I am trying to evaluate how well a disease test performs in a case-control study. In this example, the prevalence is 0.5%, and the results are below:
| Disease + | Disease - | |
|---|---|---|
| Test + | 40 (TP) | 10 (FP) |
| Test - | 600 (FN) | 5000 (TN) |
As the sample is enriched for those with the disease, the standard PPV calculation $PPV = \frac{TP}{TP+FP}$ isn't accurate. I can calculate the PPV adjusted for prevalence using $ppv = \frac{p\cdot Sens}{p\cdot Sens + (1-p)\cdot(1-Spec)}$, as in this page, which here gives a PPV of 13.6%.

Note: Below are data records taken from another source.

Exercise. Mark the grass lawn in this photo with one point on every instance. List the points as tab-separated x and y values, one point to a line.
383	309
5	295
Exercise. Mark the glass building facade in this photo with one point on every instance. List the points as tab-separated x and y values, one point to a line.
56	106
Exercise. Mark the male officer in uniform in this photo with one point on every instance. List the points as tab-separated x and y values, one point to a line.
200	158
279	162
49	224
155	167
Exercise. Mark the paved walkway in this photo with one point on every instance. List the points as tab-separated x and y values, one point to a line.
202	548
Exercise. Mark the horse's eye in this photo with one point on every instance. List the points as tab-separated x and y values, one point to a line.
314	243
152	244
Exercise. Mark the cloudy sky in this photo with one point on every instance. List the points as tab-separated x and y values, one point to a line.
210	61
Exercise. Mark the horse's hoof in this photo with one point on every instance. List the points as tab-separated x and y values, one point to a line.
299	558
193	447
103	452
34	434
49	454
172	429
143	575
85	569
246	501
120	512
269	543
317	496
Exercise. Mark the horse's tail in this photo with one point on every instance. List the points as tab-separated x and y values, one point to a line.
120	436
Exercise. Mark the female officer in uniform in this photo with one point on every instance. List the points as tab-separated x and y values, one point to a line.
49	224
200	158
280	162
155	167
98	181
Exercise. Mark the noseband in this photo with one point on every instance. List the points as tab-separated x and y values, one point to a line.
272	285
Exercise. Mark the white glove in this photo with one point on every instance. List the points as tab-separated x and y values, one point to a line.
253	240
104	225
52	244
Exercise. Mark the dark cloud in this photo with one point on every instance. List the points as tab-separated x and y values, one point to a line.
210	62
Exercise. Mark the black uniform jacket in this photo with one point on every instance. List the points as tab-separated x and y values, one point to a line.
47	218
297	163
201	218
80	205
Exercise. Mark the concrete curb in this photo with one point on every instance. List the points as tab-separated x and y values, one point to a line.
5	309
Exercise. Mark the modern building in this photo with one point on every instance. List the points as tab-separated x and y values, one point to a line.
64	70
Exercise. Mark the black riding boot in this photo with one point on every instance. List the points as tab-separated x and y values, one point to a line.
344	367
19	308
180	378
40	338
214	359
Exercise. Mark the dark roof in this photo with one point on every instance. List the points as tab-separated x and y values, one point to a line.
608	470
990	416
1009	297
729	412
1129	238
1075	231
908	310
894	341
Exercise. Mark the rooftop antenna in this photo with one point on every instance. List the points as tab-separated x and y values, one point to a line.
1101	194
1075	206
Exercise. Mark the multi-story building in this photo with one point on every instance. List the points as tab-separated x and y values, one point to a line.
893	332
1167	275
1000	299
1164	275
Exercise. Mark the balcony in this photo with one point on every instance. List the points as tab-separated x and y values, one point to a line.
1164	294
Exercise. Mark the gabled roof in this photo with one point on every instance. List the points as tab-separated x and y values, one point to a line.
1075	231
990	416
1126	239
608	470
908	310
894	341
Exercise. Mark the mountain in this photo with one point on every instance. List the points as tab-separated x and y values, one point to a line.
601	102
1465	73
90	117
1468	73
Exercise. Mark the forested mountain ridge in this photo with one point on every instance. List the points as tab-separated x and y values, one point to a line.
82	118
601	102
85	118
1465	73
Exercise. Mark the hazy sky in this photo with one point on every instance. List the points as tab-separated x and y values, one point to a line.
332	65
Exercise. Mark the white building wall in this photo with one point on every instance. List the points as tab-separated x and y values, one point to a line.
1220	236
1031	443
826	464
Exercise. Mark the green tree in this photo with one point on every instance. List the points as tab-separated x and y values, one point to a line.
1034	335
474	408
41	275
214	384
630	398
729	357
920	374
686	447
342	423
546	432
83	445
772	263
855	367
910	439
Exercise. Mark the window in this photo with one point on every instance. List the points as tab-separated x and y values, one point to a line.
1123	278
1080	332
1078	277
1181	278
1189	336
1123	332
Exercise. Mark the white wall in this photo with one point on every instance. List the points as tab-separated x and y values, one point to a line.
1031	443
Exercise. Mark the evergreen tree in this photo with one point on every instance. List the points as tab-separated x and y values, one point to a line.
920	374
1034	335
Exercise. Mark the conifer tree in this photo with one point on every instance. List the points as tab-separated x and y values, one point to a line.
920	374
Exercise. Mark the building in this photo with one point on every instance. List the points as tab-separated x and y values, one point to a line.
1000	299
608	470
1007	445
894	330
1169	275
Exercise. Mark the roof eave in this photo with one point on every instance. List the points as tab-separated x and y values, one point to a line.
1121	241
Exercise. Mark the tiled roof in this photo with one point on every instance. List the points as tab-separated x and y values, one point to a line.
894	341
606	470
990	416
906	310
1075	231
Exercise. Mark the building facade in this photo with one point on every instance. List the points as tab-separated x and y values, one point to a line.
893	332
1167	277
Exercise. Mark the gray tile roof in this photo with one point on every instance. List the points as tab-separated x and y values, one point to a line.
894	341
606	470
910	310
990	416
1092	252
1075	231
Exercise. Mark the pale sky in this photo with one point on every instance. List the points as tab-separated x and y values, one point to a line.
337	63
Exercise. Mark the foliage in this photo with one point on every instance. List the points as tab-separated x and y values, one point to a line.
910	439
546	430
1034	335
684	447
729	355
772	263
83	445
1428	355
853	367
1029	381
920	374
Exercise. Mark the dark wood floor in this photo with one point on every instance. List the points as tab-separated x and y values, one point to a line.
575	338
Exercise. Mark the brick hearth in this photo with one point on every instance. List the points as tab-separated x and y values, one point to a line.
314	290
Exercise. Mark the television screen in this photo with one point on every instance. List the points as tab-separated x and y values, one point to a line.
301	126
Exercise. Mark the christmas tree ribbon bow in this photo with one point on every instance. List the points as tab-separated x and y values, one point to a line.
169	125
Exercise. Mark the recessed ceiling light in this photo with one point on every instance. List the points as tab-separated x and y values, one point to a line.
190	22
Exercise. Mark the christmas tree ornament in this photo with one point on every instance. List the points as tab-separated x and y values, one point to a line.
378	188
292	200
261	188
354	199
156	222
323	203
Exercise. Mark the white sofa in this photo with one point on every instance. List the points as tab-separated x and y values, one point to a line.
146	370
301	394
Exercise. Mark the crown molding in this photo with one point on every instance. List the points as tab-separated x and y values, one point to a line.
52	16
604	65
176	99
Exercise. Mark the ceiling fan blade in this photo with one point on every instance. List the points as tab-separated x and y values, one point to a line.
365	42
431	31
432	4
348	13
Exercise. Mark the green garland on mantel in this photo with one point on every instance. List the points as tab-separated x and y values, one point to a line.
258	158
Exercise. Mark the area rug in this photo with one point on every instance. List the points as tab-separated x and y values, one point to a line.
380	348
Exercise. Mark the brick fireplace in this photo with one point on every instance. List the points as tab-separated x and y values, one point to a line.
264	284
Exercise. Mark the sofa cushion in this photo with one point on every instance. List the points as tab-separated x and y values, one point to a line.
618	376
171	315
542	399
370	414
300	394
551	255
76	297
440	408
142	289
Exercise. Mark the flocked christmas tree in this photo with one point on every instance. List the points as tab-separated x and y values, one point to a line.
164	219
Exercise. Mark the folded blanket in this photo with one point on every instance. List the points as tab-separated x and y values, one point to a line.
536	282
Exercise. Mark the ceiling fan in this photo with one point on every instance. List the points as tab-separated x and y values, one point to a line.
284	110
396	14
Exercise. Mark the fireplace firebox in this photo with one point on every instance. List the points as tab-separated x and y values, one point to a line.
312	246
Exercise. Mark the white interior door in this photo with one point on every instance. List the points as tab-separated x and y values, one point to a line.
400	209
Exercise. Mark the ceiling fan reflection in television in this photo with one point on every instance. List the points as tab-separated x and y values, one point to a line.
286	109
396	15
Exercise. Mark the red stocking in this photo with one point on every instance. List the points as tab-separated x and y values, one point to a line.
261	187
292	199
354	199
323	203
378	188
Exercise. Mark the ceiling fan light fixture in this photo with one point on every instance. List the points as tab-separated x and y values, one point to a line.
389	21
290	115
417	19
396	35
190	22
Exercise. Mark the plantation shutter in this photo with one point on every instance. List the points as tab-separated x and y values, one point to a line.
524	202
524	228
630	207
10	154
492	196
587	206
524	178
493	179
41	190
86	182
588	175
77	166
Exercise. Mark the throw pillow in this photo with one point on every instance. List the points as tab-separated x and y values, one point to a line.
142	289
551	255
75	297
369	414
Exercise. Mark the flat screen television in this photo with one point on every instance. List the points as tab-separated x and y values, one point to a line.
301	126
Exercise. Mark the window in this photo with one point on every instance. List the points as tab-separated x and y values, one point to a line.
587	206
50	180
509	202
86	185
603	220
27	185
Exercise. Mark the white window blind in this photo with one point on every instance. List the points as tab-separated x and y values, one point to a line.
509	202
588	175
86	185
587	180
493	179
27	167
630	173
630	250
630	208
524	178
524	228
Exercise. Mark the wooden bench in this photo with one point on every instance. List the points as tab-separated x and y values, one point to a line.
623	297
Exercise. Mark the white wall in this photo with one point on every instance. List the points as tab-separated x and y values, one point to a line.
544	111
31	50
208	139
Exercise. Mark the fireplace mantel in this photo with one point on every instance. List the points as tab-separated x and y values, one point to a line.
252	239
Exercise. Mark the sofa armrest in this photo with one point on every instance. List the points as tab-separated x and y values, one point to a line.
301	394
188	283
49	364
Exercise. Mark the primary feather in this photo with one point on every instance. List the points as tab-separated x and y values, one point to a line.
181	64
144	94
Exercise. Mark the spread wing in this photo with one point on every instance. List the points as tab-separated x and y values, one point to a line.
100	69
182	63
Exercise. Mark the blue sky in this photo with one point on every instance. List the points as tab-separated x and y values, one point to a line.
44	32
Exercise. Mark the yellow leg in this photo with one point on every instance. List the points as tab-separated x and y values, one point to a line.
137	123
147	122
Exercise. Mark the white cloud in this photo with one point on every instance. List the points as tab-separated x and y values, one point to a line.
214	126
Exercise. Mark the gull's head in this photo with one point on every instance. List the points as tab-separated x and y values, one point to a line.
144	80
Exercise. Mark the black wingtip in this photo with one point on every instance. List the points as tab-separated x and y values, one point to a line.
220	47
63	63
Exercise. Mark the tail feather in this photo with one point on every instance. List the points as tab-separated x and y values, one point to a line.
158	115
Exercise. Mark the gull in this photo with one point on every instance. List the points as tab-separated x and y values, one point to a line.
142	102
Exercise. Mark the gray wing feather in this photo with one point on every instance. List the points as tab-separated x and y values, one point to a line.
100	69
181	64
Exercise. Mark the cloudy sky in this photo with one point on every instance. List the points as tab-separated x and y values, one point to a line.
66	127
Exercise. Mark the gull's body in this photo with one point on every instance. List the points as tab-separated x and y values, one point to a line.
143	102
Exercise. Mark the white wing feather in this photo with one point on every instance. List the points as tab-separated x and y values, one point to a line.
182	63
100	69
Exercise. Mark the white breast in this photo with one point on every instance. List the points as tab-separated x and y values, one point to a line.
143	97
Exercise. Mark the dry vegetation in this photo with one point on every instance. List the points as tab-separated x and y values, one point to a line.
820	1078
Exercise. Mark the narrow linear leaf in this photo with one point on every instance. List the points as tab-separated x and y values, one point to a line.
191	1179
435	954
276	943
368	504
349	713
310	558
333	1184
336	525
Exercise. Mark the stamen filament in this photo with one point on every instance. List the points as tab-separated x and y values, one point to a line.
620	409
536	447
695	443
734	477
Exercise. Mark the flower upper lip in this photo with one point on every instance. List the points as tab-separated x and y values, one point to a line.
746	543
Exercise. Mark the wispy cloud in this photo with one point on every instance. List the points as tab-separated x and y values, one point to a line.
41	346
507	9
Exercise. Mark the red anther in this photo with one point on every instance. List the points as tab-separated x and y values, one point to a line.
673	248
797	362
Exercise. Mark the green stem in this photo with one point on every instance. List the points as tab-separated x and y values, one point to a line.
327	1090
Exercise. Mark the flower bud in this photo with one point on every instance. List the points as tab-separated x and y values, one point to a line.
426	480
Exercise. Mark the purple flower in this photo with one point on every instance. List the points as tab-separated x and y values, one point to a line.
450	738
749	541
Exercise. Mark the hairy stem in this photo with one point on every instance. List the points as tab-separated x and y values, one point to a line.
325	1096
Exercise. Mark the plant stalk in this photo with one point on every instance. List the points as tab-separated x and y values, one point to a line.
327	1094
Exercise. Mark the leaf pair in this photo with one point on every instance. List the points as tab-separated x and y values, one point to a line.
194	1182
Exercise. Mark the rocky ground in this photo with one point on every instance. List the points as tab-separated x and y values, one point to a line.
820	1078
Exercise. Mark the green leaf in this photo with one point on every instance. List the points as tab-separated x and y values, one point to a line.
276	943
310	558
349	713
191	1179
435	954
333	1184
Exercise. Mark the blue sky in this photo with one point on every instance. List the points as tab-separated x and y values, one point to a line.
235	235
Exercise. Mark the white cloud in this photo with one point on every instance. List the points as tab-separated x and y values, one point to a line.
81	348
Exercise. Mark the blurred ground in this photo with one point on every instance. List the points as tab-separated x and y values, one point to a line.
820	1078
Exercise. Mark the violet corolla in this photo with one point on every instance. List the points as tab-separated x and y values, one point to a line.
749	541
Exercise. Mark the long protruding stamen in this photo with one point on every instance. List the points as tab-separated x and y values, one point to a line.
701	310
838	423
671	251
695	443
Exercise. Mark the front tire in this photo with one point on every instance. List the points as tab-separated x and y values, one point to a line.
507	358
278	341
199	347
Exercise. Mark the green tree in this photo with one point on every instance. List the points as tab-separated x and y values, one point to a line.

But given the low prevalence, I am concerned that a small change in the number of false positives could make a large difference to the PPV, so I want to calculate the 95% confidence interval on this PPV.
This question gives the standard error as $SE = \sqrt{ \frac{PPV(1-PPV)}{TP+FP}}$. This would give a standard error of 4.8%, and if I then use $CI_{PPV} = PPV \pm 1.96*SE$, I get a CI of 4.1%-23.1%.
But:
Does this equation still apply when the PPV has been adjusted for prevalence?
I have read that as the uncertainty of a proportion is not symmetrical, using the above equation to calculate the CI is not very useful (e.g. in this question).
So, is there a better way to calculate the confidence interval on the PPV in this case?